How long does it take for Social Security to change direct deposit?
The Social Security Administration offers direct deposit to beneficiaries as a safe, quick, and convenient way to receive monthly benefits.
Social Security benefits can be paid in two ways.
The first is through a Direct Express® Debit Mastercard®, which is refilled each month by the Social Security Administration (SSA). These cards are also used to distribute payments for the Child Tax Credit and other federal benefits.
The second method, which is recommended by the Social Security Administration is direct deposit. For many Social Security beneficiaries, direct deposit is the safest way to receive benefits because there is no risk of a check or debit card getting lost or stolen.
How do I sign up?
There are many ways to sign up for a direct deposit. The SSA has created an online platform called Go Direct that allows one to complete the process online. To sign up one must have the following information on hand:
Most banks in the United States can also members set up direct deposit with the SSA, and the SSA can also provide assistance over the phone at 1-800-333-1795.
How long does it take?
According to Senior Living, an online news outlet, it takes anywhere between thirty and sixty days for the account changes to be made.
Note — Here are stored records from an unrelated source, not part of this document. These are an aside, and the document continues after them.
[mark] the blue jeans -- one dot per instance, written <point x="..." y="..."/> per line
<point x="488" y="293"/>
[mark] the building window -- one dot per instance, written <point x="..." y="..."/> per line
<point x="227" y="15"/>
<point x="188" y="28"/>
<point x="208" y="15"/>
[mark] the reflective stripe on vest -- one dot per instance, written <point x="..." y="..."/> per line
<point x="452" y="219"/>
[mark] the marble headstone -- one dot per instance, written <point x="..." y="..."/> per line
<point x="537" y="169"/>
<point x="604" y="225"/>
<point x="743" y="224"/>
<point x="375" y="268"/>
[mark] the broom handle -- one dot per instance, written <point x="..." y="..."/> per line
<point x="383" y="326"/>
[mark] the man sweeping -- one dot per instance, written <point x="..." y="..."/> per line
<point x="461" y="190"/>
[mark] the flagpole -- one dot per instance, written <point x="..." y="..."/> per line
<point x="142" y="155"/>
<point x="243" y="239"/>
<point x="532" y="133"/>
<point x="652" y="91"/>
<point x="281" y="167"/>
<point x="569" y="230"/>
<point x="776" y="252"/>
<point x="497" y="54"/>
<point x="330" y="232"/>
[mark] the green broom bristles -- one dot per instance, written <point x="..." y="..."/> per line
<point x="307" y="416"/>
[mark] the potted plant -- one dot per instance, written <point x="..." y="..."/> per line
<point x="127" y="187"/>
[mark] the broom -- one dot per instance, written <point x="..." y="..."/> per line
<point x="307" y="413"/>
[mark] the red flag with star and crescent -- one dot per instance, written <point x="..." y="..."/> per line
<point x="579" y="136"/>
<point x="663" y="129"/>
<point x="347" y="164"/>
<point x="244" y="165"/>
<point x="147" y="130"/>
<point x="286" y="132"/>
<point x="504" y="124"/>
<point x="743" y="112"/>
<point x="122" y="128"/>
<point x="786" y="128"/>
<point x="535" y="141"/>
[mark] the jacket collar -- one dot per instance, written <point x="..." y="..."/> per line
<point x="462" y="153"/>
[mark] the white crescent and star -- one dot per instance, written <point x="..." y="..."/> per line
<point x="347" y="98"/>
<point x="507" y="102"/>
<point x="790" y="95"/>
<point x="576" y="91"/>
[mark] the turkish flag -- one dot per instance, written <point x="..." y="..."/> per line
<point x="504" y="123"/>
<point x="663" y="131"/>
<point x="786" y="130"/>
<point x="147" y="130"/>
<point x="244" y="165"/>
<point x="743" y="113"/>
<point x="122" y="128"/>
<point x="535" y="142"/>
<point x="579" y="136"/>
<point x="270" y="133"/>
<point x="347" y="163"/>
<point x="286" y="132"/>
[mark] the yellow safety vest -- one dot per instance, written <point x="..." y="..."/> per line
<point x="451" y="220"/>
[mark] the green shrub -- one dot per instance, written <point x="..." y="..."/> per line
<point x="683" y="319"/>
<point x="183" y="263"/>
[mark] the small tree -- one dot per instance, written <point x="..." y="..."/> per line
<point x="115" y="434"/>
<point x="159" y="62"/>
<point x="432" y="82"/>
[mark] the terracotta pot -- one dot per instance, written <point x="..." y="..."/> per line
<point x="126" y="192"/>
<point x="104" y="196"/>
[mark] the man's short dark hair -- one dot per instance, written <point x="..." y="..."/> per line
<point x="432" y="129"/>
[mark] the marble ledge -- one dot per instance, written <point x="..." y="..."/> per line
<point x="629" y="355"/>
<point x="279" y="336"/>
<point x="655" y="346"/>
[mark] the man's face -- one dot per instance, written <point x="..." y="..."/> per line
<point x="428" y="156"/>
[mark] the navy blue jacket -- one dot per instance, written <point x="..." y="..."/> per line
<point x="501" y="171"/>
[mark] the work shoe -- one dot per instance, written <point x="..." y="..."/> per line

Is it possible to set up direct deposit with a foreign bank account?
Many retirees who have worked in the United States end up moving to other countries or repatriating. Direct deposit is an option for them so long as the bank in another country has “an international direct deposit agreement.”
In most cases, the SSA has no issue paying benefits to those living in, Austria, Belgium, Canada, Chile, Czech Republic, Finland, France, Germany, Greece, Hungary, Ireland, Israel, Italy, Japan, South Korea, Luxembourg, Netherlands, Norway, Poland, Portugal, Slovak Republic, Spain, Sweden, Switzerland, and the United Kingdom.
However, the list of countries where benefits are made to survivors of a deceased worker varies a bit.
This can save a lot of time and money as those in other countries will not need to exchange dollars for a local currency. However, one should be aware that the exchange rate given by the bank, may not be the best on the market. Weighing the costs and benefits of such a move should be considered before taking the step.
Cuba and North Korea are the only countries where the SSA is not allowed to send benefits through direct deposit. The SSA also states that they often have trouble sending payments to Azerbaijan, Belarus, Kazakhstan, Kyrgyzstan, Moldova, Tajikistan, Turkmenistan, and Uzbekistan, but that they “ can make exceptions for certain eligible persons in these countries.”